Lors de la présentation de son plan de simplification administrative, mercredi 24 avril, Bruno Le Maire avait convoqué Ubu et Kafka pour justifier son grand nettoyage des démarches des entreprises. Il aurait plutôt dû se référer à Milton Friedman et Denis Kessler, tant le maître à penser du néolibéralisme et le pourfendeur du programme du Conseil national de la Résistance ont guidé les propositions du locataire de Bercy pour amoindrir les droits des salariés.
La « simplification » du bulletin de salaire a été condamnée par les syndicats. La future fiche de paie, censée apparaître d’ici à 2027, présenterait en une quinzaine de lignes « les principaux agrégats composant la rémunération, sans le détail des prélèvements sociaux réalisés ».
La loi Florange encore vidée de sa substance
Disparaîtraient alors les références à un siècle de conquêtes sociales : à la qualification à laquelle se rattache le salaire pour ne retenir que le « métier » occupé, ouvrant la voie à la variabilité du salaire sur un même poste ; aux cotisations à toutes les branches de la Sécurité sociale (assurances retraite, maladie, familiale, prévoyance) et à l’assurance-chômage.
Ne figurerait plus qu’un montant total des « charges sociales », du « coût du travail » et de la protection sociale d’un État providence que Le Maire aimerait amoindrir en « État protecteur ». Effacée aussi la mention des montants des exonérations de cotisations patronale et salariale. Seules deux lignes seraient mises en valeur dans l’exemple présenté par Bercy : celle du « coût total employeur » en haut, celle du « total net à payer au salarié » en bas.

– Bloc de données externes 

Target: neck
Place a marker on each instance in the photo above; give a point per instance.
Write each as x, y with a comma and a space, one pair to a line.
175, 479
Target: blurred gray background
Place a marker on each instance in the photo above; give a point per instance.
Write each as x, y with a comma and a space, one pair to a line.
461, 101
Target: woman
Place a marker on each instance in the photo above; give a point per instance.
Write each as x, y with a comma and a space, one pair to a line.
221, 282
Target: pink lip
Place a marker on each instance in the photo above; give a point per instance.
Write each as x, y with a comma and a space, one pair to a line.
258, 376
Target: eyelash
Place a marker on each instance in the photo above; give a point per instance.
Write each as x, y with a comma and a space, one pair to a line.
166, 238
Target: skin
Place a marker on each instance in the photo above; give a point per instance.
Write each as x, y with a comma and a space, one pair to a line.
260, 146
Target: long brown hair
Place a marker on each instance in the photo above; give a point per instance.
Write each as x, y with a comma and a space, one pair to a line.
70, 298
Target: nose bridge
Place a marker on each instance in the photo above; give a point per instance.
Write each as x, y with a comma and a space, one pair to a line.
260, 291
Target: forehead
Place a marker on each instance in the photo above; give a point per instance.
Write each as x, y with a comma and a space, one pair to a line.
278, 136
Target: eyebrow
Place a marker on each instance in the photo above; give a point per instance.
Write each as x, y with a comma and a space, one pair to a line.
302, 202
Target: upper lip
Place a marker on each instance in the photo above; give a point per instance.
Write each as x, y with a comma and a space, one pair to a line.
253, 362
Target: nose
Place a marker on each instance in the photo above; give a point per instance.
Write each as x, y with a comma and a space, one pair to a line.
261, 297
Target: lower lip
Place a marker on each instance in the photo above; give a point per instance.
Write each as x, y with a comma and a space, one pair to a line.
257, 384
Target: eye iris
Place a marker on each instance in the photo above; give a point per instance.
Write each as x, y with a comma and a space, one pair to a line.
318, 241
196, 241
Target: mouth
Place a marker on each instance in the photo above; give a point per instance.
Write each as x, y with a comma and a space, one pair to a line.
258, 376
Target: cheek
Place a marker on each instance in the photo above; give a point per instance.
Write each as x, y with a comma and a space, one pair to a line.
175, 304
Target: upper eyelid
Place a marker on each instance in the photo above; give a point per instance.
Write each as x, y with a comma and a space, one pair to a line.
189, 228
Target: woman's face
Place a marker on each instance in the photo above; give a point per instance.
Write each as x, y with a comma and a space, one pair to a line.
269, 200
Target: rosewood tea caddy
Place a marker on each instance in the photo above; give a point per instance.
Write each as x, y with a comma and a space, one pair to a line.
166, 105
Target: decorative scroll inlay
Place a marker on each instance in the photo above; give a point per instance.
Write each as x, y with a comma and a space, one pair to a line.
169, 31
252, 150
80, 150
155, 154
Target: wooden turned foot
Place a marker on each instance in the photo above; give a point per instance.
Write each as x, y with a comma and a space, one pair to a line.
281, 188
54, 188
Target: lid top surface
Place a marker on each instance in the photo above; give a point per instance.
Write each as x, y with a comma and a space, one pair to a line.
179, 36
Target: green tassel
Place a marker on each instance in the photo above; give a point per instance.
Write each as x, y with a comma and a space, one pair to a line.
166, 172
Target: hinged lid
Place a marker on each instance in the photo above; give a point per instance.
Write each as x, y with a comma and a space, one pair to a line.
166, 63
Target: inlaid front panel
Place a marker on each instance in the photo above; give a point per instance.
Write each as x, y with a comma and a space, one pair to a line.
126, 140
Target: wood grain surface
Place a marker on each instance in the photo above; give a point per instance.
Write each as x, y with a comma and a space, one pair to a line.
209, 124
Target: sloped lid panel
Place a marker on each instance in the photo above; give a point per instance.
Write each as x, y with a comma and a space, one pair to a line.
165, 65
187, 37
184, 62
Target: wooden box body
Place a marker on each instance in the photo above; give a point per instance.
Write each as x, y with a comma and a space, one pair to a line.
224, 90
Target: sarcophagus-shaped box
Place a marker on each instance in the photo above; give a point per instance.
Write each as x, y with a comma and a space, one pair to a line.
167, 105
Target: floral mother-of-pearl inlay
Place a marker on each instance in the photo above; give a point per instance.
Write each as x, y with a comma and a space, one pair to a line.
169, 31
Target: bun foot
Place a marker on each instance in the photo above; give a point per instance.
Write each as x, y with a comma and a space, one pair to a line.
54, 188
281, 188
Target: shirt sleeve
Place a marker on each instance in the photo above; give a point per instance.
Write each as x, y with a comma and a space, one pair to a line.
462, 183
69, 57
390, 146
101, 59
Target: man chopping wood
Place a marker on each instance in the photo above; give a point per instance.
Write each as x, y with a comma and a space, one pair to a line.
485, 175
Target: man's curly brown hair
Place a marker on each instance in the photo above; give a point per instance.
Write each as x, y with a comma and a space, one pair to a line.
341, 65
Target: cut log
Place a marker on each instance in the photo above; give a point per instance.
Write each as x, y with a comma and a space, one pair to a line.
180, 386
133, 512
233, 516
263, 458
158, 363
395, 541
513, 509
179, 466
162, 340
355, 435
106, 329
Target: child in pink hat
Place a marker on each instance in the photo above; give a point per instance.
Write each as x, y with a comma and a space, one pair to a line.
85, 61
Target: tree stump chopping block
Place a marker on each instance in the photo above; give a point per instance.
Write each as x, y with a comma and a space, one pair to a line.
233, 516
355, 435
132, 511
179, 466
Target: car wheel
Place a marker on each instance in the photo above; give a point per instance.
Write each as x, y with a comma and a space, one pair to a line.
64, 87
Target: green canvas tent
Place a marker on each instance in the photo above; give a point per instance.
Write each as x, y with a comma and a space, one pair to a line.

Ce qui reste de la loi Florange est par ailleurs mis à la poubelle. La fermeture des hauts fourneaux mosellans en 2012 par ArcelorMittal avait poussé à la création d’une obligation pour un employeur d’avertir ses salariés de son projet de cession d’activité trois mois avant, afin que ceux-ci puissent présenter un projet de reprise en coopérative. Projet déjà diminué à deux mois par Emmanuel Macron en 2015. Son successeur à Bercy rend ineffectif ce « droit à l’information », avec un mois seulement. L’entreprise est sans doute une chose trop sérieuse pour être confiée aux travailleurs.